Valeant's aggressive mergers and acquisitions strategy is directly tied to the company’s executive compensation practices. Current CEO Michael Pearson has worked for Valeant for six years and been rewarded with 10.6 million shares, worth about $1.3 billion. His compensation is tied to annual earnings increases of between 15 and 60 percent.

In order to meet those goals, Pearson has decimated Valeant's research-and-development to focus on acquisitions. In six years, Valeant's stock has increased 800 percent through the acquisition and dismemberment of around 100 companies alongside the use of tax havens.

In 2009, Pearson merged the California-based Valeant with Biovail, a Canadian company, in order to make use of its Barbados tax shelter under looser Canadian laws.

With an offer valued at $53 billion, the acquisition of Allergan would be the largest in Valeant's history.

Fundamentally there is no difference between the layoffs being carried out by Allergan and those sought by Valeant: it is only a matter of scale and pace. With or without a merger, additional layoffs can be expected.

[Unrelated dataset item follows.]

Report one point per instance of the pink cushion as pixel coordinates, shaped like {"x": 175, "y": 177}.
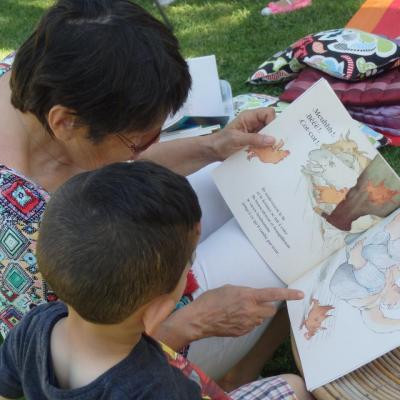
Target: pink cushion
{"x": 378, "y": 90}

Following Valeant's initial offer in April, Allergan's major investors brought increased pressure to cut jobs. Pyott told Dow Jones Business News “When we went out to investors, they said, 'look, we appreciate all the value you created, we appreciate the numbers you put up, but we're not sure we could vote for you relevant to the Valeant offer, and you need to put more value on the table.'”

As the broader economy shows increasing signs of slowing down, the returns demanded by billionaire investors and the Wall Street firms that own huge swaths of corporate stock can only be met through job cuts, speedups, and the dismantling of production.